Today, Credit Island is a 420 acre community park under the jurisdiction of Davenport Parks and Recreation. It features a disc golf course and rugby, soccer, baseball, and softball fields. There are also picnic shelters, fishing spots, and a bicycle trail. Credit Island is the scene of many public events and is also popular for sight-seeing and eagle watching.

In May 2010, the city of Davenport received a grant from the State Historical Society of Iowa to conduct an archaeological study of one of the Mississippi River islands near the Iowa shoreline.

In 2012, construction began on a bridge on the west side of the island, linking the Mississippi River Trail bike path to Concord Street in Davenport.

On May 2, 2013, Credit Island Lodge caught fire. The lodge was restored in 2015.

==Other names for Credit Island==

As seen on the 1838 map included on this page, Credit Island has been the official name of this island on government maps from the early years of Illinois statehood. However, as the island has changed hands and been developed and promoted as a site for entertainment through the years, other names have been attached to the island.

===Offerman's Island: 1868 - 1903 ===

John and Dorothea Offerman had four sons in about 1868 when they moved from a farm between Slopertown Road and Harrison Street northwest of Davenport, IA and bought the island and renamed it Offerman's Island.

In 1894, the county land ownership maps still showed John Offerman as the owner of Credit Island.

The Mississippi River Commission's Survey of the Mississippi River maps show it called Offerman's Island, survey date August 7, 1895

Offerman's Island was part of the Rockingham Township in Scott County, Iowa, United States. Before the purchase it was also named Suburban Island, Grand Island, and Manhattan Island. In 1901, it was sold to Claus Kuehl for $22,500. In 1903, it was renamed The Grand Isle.

===Suburban Island: 1904 - 1918? ===

The island was purchased in 1904 by private owners and renamed Suburban Island because of the railroad that ran to the island. It was used as a recreational spot for swimming and sports prior to World War I. The city of Davenport bought the island in 1918 and held a naming contest: Credit Island was the clear winner. A golf course eventually replaced the picnic grounds and swimming facilities.
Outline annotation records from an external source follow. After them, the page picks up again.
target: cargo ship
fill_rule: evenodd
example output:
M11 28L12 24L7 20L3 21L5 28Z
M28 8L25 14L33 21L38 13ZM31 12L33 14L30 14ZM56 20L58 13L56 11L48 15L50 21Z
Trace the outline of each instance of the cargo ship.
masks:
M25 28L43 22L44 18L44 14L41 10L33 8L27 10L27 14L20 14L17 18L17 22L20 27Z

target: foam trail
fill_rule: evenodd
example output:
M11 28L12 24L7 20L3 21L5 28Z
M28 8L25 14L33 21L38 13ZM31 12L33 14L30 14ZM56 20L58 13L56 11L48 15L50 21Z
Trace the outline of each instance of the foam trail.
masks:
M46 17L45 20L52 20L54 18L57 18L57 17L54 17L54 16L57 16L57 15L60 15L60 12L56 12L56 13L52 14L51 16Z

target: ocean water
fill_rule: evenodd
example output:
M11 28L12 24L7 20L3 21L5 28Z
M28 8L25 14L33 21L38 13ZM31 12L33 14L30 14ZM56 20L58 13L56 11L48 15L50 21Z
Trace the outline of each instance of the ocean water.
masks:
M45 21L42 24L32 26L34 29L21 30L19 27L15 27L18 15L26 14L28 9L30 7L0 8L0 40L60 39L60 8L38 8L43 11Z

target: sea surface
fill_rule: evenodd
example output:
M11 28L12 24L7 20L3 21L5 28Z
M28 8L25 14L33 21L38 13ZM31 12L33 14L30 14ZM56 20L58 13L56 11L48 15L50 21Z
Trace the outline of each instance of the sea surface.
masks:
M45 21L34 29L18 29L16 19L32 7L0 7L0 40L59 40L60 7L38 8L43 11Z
In the 1890s, amusement parks opened up on Campbell's Island, Prospect Park and Black Hawk State Park on the Illinois side and Suburban Island and Schutzen Park on the Iowa side.

In 1918, the City of Davenport bought the island. Davenport Park Board meeting minutes started being documented in 1918 and no mention of the amusement park was made so it likely was gone by then.

The island also had a Figure 8 roller coaster from 1905 until an unknown date. The amusement park existed until at least 1917.